By scope and scale[]

The amount and scope of established information about a setting, its lore, varies considerably between games. This particularly depends on how large an area the setting covers (as small as a single building or neighbourhood, to as large as an entire multiverse), and how different it is from the real world. Some settings will intentionally include only a small amount of information, allowing more to be established during play.

Some settings take place on something like the real world, a fictionalised (modern or historical) Earth, and include only information that explains how the setting differs from reality. Sometimes there are no significant differences in how this fictionalised Earth works compared to the real one, except for the original characters and situations that appear in it (e.g. the fictionalised real worlds of James Bond 007 or Leverage or World Wide Wrestling).

In other fictionalised world, these differences to reality may be significant, perhaps by the introduction of fantasy or science fiction elements, such as the widespread existence of supernatural creatures in the World of Darkness. Even in this case, however, anything not described in the lore of the setting can usually be considered to resemble the real world.

Other settings have no connection to the real world (though they may still resemble it in places for the sake of verisimilitude), and the settings are wholly imagined worlds. Fantasy settings are commonly create whole fantasy worlds with original places, creatures, cultures and metaphysical laws (for example).

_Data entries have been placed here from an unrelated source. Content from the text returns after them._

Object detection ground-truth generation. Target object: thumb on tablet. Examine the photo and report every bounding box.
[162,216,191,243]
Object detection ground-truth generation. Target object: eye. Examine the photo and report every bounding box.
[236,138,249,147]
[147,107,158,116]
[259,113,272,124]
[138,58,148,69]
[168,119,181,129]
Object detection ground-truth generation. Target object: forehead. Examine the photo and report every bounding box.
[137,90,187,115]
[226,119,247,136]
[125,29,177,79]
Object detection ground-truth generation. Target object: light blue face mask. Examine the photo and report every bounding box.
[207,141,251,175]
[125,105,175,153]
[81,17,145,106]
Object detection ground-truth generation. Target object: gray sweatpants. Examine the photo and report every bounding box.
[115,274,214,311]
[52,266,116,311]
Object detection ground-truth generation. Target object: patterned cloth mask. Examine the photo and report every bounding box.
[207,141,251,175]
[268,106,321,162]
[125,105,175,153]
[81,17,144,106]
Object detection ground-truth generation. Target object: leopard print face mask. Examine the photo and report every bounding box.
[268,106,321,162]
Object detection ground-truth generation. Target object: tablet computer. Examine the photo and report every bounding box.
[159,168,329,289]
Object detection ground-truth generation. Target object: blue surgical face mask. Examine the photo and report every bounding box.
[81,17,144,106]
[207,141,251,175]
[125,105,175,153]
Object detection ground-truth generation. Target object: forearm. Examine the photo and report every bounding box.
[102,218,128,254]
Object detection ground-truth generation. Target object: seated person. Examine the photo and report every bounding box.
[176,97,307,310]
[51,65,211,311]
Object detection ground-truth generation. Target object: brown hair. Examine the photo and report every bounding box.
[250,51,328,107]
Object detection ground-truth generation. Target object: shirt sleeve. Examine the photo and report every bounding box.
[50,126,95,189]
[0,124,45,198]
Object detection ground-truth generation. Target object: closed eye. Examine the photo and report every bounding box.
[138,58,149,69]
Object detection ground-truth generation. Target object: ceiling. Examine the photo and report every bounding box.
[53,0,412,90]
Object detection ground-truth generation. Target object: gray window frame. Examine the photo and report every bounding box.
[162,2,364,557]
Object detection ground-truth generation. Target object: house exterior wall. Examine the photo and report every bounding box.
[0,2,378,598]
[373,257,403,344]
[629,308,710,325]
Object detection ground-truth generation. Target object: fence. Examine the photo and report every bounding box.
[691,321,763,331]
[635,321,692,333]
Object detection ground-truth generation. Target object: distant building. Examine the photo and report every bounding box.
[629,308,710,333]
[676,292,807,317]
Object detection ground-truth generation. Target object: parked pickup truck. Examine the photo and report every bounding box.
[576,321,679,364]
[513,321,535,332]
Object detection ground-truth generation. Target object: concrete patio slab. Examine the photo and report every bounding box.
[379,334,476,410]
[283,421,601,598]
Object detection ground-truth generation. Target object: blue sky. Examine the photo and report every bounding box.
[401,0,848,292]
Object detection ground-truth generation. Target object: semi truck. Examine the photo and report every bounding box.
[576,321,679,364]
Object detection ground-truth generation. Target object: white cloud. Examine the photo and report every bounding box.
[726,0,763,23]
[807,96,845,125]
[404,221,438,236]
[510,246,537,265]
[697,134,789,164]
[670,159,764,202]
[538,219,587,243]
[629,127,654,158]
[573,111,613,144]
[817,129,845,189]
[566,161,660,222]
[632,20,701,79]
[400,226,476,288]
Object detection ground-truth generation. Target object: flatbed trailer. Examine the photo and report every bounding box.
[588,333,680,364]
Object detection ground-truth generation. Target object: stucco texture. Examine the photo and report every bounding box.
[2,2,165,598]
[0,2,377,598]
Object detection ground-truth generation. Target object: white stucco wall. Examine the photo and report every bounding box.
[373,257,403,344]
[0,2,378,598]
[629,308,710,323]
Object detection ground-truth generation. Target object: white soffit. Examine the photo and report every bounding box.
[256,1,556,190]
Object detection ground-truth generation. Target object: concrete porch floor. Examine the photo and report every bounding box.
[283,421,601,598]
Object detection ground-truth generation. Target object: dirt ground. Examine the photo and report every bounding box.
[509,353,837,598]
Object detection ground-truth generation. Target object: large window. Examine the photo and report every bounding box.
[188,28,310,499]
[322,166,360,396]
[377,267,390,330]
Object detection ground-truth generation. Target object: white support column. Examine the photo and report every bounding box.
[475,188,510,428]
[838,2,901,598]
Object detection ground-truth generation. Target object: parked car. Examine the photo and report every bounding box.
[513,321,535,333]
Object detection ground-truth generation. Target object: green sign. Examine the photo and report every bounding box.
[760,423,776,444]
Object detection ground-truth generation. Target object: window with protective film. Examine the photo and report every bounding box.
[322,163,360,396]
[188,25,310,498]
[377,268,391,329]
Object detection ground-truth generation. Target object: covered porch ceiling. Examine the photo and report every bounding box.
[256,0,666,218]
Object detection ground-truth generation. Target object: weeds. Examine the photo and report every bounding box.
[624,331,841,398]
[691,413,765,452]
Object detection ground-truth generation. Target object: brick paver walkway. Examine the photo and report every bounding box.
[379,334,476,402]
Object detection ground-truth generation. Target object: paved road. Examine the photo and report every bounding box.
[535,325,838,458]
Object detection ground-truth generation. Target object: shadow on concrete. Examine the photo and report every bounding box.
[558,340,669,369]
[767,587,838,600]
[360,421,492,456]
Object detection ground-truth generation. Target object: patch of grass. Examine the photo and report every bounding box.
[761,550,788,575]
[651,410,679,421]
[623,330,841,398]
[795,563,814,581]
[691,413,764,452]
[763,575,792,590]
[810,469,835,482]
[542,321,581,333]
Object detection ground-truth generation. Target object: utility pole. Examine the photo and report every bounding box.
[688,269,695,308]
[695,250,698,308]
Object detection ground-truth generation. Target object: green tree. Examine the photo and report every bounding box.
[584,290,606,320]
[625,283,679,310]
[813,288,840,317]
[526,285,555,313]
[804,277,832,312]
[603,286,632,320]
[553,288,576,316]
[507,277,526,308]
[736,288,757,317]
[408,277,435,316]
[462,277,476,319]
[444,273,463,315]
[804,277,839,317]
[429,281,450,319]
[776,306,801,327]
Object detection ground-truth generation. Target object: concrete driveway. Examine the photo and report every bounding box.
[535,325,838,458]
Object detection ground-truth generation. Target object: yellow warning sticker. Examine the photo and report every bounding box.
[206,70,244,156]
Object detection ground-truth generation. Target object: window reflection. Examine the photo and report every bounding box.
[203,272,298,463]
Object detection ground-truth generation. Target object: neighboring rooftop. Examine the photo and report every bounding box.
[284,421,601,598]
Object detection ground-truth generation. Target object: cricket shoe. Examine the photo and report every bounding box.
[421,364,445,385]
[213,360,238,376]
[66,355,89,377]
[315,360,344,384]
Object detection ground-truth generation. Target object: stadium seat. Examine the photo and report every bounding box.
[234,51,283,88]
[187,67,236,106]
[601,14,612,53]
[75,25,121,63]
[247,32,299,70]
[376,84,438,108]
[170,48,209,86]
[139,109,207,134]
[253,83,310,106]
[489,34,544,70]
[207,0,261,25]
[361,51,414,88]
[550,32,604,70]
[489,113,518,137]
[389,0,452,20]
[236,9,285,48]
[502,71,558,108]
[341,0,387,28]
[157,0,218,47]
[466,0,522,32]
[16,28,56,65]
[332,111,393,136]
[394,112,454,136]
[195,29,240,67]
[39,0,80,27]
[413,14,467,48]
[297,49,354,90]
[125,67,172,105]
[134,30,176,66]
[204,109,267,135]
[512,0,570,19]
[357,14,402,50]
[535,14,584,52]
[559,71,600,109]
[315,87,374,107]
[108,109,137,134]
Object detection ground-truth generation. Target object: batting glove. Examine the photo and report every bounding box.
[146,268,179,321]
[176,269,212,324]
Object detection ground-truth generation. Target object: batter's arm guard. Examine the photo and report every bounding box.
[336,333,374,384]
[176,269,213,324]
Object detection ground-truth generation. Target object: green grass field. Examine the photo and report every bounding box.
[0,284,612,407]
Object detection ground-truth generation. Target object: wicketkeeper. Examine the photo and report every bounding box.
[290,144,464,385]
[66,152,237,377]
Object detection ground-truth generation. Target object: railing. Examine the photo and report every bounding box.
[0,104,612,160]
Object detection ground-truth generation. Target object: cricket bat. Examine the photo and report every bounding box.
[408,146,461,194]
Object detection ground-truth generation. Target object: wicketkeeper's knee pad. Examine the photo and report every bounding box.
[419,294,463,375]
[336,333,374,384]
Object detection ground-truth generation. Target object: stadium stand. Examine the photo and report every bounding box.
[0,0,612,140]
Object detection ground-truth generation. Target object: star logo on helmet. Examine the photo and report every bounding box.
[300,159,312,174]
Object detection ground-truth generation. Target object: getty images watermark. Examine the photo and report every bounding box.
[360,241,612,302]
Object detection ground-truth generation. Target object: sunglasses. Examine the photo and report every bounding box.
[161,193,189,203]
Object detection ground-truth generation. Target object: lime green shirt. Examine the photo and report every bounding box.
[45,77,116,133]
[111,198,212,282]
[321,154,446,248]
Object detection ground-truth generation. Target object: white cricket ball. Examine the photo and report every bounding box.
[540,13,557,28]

For example, Oerth is the imaginary world of the Greyhawk setting for Dungeons & Dragons. (This was the original distinction between high fantasy, set in a fantasy world, and low fantasy, set in an alternate real world with fantasy intruding on it, although the terms are sometimes used differently now.)

The largest scale of a setting is to include multiple worlds in a sort of universe or multiverse. In a science fiction setting, this may be a galaxy with multiple alien worlds (even including a fictionalised Earth among them, since science fiction is a form of speculative fiction that purports to imagine what is possible), such as the planet Vulcan in Star Trek. In a fantasy setting, the wider setting might be a collection of planes that can be accessed magically.

By style and intended usage[]

Groups may either create their own campaign settings (called homebrew settings) or use a (fully or partially) pre-generated setting. Most published games include at least one sort of pre-generated setting, which may be from the following types:

  • integrated setting, when system mechanics are so connected to the setting that no other setting can be used without extensive hacking;
  • default setting, when one specific setting is provided by the game rules, but the game could support others;
  • alternate setting, a setting that can be used instead of a game's default setting;
  • implicit setting, when no setting information is provided explicitly but some facts about the setting can be determined from the game's rules;
  • example setting, generally found in generic role-playing games (in which groups are expected to use their own settings) by providing an example of a setting that is used to explain the rules but never intended to be used in an actual game.

By relationship to canon[]

Another distinction in settings is in their relationship to canon. Settings generally assume that anything described in game texts as existing in the setting will exist in any campaigns that take place in that setting, with some leeway for groups to customise it. Different games may assume a different level of adherence to canon. At its most stringent, canon not only describes the current situation in a setting but also its ongoing narrative that gaming groups are expected to follow, which is called a metaplot. At the other end, some games use settings that reject a consistent, canonical version, which are called anti-canon.

Cross-media settings[]

Some settings also exist independently of any games, for example settings from established franchises and intellectual property (e.g. Star Wars or the DC Universe). These may be used in officially licensed games as default, alternate or integrated settings, or homebrewed by players into other game systems. Sometime, setting books are published for RPG consumers that include settings that can be used in multiple game systems.